Сержант надел халат и туфли, обошел кровать с мертвой, тихо лежавшей в бесконечной мягкости и белизне, вынул ее теплую нежную руку из-под перины.

— Ты думаешь, нож эта рука держала? Какой-то платок шелковый, на черта она за ним полезла, скажи?

— Мало ли зачем, — сказал я.

— Нет, ты погоди, не пей, до поезда еще долго ждать, успеешь, — сказал он. — Выпьешь еще. Двадцать лет прошло, старый я уже. Зачем ей этот платок нужен был?

— Мало ли зачем, — сказал я, — женщине платок в кровати.
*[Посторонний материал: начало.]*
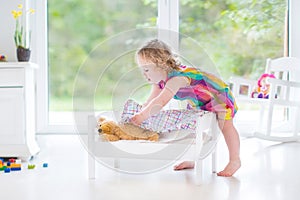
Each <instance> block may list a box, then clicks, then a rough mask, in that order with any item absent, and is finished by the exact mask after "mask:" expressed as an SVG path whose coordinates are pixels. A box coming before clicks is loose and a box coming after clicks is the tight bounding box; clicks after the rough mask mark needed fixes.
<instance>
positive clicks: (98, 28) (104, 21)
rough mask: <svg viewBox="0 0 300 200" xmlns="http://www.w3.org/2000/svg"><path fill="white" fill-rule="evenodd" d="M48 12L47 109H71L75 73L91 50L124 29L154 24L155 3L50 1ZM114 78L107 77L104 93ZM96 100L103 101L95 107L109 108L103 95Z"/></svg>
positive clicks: (145, 25) (54, 109)
mask: <svg viewBox="0 0 300 200" xmlns="http://www.w3.org/2000/svg"><path fill="white" fill-rule="evenodd" d="M48 15H49V24H48V27H49V28H48V30H49V96H50V99H49V111H50V112H51V111H71V110H72V109H73V108H72V106H73V105H72V95H73V86H74V80H75V78H76V75H77V74H76V73H77V72H78V70H79V68H80V65H81V64H82V63H83V62H84V61H85V59H86V58H87V57H88V55H89V53H90V52H91V50H92V49H93V48H95V47H96V46H97V45H98V44H100V43H101V42H103V41H105V40H107V39H109V38H110V37H113V36H114V35H116V34H119V33H121V32H124V31H126V30H130V29H135V28H139V27H153V26H155V25H156V16H157V4H156V2H155V1H149V0H144V1H143V0H134V1H117V0H102V1H99V0H69V1H59V0H49V1H48ZM103 59H104V60H105V58H103ZM130 62H132V63H133V62H134V60H133V59H131V60H130ZM99 67H101V65H98V66H97V67H95V70H99ZM111 75H112V76H113V72H112V73H111ZM87 80H88V78H87ZM113 80H114V78H113V77H109V76H108V77H106V81H105V82H104V84H106V85H107V86H108V87H107V89H106V92H107V93H108V92H109V90H111V88H110V87H109V85H110V82H111V81H113ZM104 96H105V95H102V97H104ZM96 98H97V97H96ZM98 99H100V100H99V101H102V102H99V104H98V106H99V107H98V109H109V108H108V107H107V106H106V105H108V104H106V99H105V98H98Z"/></svg>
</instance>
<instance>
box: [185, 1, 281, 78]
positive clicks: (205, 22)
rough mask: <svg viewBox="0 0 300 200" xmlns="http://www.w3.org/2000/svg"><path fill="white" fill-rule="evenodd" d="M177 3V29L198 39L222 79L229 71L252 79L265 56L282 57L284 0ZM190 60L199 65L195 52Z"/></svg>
mask: <svg viewBox="0 0 300 200" xmlns="http://www.w3.org/2000/svg"><path fill="white" fill-rule="evenodd" d="M180 3H181V5H180V32H181V33H183V34H186V35H188V36H190V37H191V38H193V39H195V40H196V41H197V42H199V45H201V46H202V47H203V49H204V50H205V51H207V54H208V55H209V56H210V57H211V59H212V60H213V62H214V63H215V65H216V67H217V69H218V72H219V73H220V74H221V76H222V77H223V78H224V80H228V78H229V77H230V76H231V75H232V74H236V75H242V76H246V77H249V78H254V79H256V78H258V76H259V75H260V74H261V73H263V71H264V68H265V62H266V59H267V58H276V57H280V56H283V54H284V30H285V12H286V7H287V5H286V0H272V1H264V0H250V1H241V0H230V1H220V0H210V1H197V0H182V1H180ZM181 43H184V41H181ZM185 48H189V47H188V46H185ZM192 51H193V50H191V52H192ZM191 59H194V60H195V62H196V64H201V58H199V57H197V55H196V54H195V55H194V56H193V58H191Z"/></svg>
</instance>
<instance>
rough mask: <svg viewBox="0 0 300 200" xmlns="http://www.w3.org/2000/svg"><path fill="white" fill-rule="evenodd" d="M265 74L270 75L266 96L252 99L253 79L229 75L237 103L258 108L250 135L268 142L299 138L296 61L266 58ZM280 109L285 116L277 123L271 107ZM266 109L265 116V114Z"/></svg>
mask: <svg viewBox="0 0 300 200" xmlns="http://www.w3.org/2000/svg"><path fill="white" fill-rule="evenodd" d="M265 73H268V74H274V75H275V77H276V78H272V79H269V83H270V84H271V87H270V93H269V98H268V99H261V98H252V97H251V93H252V91H253V90H254V88H255V87H256V85H257V81H254V80H247V79H244V78H241V77H232V78H231V80H230V82H231V84H232V91H233V94H234V96H235V98H236V101H237V103H238V104H240V103H248V104H252V105H253V104H257V105H259V107H260V112H259V113H260V114H259V117H258V124H256V125H255V127H256V128H255V130H254V131H253V132H252V135H251V136H254V137H258V138H262V139H266V140H272V141H281V142H289V141H299V140H300V133H299V132H300V123H299V122H300V121H299V118H300V60H299V59H297V58H294V57H281V58H277V59H267V63H266V68H265ZM278 107H281V108H283V110H284V112H285V114H283V113H282V115H285V119H284V120H282V121H281V122H279V123H278V122H277V121H275V120H274V118H276V117H277V118H278V115H277V116H276V113H275V108H278ZM266 112H267V115H265V113H266Z"/></svg>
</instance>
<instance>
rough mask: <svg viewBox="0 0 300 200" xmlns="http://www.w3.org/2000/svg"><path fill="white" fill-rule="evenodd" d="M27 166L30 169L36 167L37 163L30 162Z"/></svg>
mask: <svg viewBox="0 0 300 200" xmlns="http://www.w3.org/2000/svg"><path fill="white" fill-rule="evenodd" d="M27 168H28V169H34V168H35V165H33V164H28V166H27Z"/></svg>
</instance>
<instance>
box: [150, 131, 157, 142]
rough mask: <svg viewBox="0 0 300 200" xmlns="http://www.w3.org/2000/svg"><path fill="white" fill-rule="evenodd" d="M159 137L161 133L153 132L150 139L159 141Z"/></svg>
mask: <svg viewBox="0 0 300 200" xmlns="http://www.w3.org/2000/svg"><path fill="white" fill-rule="evenodd" d="M158 139H159V135H158V134H157V133H155V134H153V135H152V136H150V137H149V140H150V141H153V142H157V141H158Z"/></svg>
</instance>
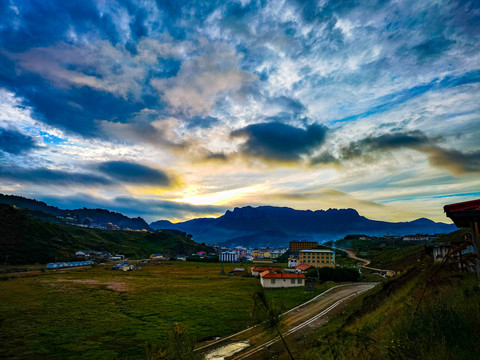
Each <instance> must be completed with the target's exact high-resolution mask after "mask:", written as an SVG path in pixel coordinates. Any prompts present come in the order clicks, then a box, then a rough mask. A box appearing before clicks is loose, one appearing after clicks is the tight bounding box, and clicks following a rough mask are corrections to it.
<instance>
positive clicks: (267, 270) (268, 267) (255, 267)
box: [250, 265, 282, 277]
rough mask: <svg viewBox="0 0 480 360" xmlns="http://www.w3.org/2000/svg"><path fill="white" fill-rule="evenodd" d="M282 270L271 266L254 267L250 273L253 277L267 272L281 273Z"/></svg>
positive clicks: (259, 275)
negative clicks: (264, 271)
mask: <svg viewBox="0 0 480 360" xmlns="http://www.w3.org/2000/svg"><path fill="white" fill-rule="evenodd" d="M281 270H282V269H281V268H279V267H272V266H257V265H254V266H252V267H251V269H250V271H251V272H252V275H253V276H255V277H258V276H260V273H262V272H264V271H269V272H275V271H281Z"/></svg>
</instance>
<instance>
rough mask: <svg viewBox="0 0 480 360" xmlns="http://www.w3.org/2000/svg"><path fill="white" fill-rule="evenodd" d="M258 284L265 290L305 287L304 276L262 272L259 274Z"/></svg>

— Ты объясни, зачем я стрелял? — спросил он. — Схватил бы руку наконец. Чего я испугался? Не ее же?

— Нет, не ее, — сказал я.

— А чего? — спросил он.

— Как же ты выпутался? — спросил я.

— Как, как. Рассказал я все следователю, а он на меня как закричит: «Фашистку выгораживаешь? Платок выдумал? Нож у нее был! Ясно? И если, — кричит, — слово еще про платок скажешь — я тебя, — кричит, — в лагерях сгною!» И отправили меня конвоировать эшелон, а потом сразу демобилизовали. Следователь к эшелону пришел. «Ты, — говорит, — сержант, из головы эту ерунду выброси, пьяный ты был, не запомнил точно. Поезжай к жене и матери, пять лет они тебя ждут, живи спокойно, не виноват ты лично ни в чем. Ясно?» — «Так точно, ясно», — говорю. Очень злой был следователь, никому я не рассказывал.

— А мы с тобой раньше не встречались? — спросил я.

Он посмотрел на мое белое лицо с черными бровями и сказал:

— Нет, не встречались вроде. Так ты мне не можешь, значит, ничего объяснить?

Получается вроде так, что не могу. Еще много лет на свете пройдет и много крови прольется, пока друг другу сумеем что-то начать объяснять.